Neurodivergence and trauma are often talked about as separate things. 


One is framed as how you’re wired; the other as what happened to you. But in lived experience—especially in the body—they frequently overlap in powerful, confusing, and deeply human ways.


Both show up as dysregulation.


The Body Doesn’t Care About Labels


Whether dysregulation comes from growing up autistic or ADHD in a world that wasn’t built for you, from chronic stress, attachment ruptures, or acute trauma, the nervous system responds in similar ways.


Hypervigilance. Shutdown. Overwhelm. Difficulty resting. Difficulty trusting. Sudden spikes of emotion or total numbness.


The body doesn’t distinguish between “this is neurodivergence” and “this is trauma.”


It simply asks: Am I safe? Am I allowed to be as I am?


For many neurodivergent people, the answer for much of their life has been no—not because of inherent brokenness, but because of constant misattunement, masking, correction, and pressure to perform “normal.”


That experience alone can be traumatic.


Masking Is a Nervous System Strategy


What often gets labelled as “coping skills” are actually survival strategies encoded in the body.
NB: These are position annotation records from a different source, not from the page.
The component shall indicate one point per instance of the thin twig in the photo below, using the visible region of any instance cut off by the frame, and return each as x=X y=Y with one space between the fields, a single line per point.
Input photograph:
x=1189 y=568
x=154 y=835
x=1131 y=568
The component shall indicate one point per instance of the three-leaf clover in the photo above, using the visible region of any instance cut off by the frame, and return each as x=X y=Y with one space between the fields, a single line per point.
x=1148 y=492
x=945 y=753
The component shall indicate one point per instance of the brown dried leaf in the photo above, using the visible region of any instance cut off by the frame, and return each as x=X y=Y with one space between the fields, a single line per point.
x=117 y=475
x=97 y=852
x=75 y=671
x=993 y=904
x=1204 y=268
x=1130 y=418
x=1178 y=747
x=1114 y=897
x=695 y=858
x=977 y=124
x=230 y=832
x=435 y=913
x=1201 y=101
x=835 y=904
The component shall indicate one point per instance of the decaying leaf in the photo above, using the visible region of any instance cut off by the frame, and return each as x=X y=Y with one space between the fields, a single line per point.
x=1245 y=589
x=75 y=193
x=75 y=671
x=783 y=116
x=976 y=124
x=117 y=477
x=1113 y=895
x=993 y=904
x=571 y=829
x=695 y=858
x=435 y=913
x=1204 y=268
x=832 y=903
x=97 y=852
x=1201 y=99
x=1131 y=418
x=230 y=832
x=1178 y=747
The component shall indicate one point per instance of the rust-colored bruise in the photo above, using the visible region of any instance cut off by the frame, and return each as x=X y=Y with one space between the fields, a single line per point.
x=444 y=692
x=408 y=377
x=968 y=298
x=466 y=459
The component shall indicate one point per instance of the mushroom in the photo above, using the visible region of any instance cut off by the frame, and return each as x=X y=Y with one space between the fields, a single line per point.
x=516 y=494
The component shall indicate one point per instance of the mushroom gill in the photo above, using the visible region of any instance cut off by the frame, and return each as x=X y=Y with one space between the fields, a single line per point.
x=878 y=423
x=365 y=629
Masking, people-pleasing, perfectionism, dissociation, intellectualising—these aren’t character flaws. They’re adaptive responses to environments that felt unsafe.


Over time, the cost is disconnection:


 • From sensation


 • From emotion


 • From authentic impulse


 • From rest


This is why insight alone rarely creates change. You can understand yourself perfectly and still feel hijacked by anxiety, shame, or exhaustion.


Because the work isn’t just cognitive.


It’s somatic.


Regulation Is the Bridge to Integration


Healing—whether we call it trauma work, or nervous system regulation—is about restoring choice.


Choice to notice sensations without panic.


Choice to feel emotion without collapse.


Choice to act without abandoning yourself.


As regulation increases, something subtle but profound happens: parts of you that were split off for safety begin to return. Not dramatically. Gently. In waves.


This is integration.


Not becoming someone else—but becoming more you, with less internal friction.


A Fuller Life Is a More Embodied One


The path to a full, integrated life isn’t about fixing what’s “wrong.” It’s about learning the language of your body, honouring its signals, and creating enough safety to live from authenticity rather than survival.


For neurodivergent people—especially those carrying trauma—this is a foundational piece of the work.


When the nervous system feels supported, life expands.


And from that place, meaning, connection, and vitality become possible again.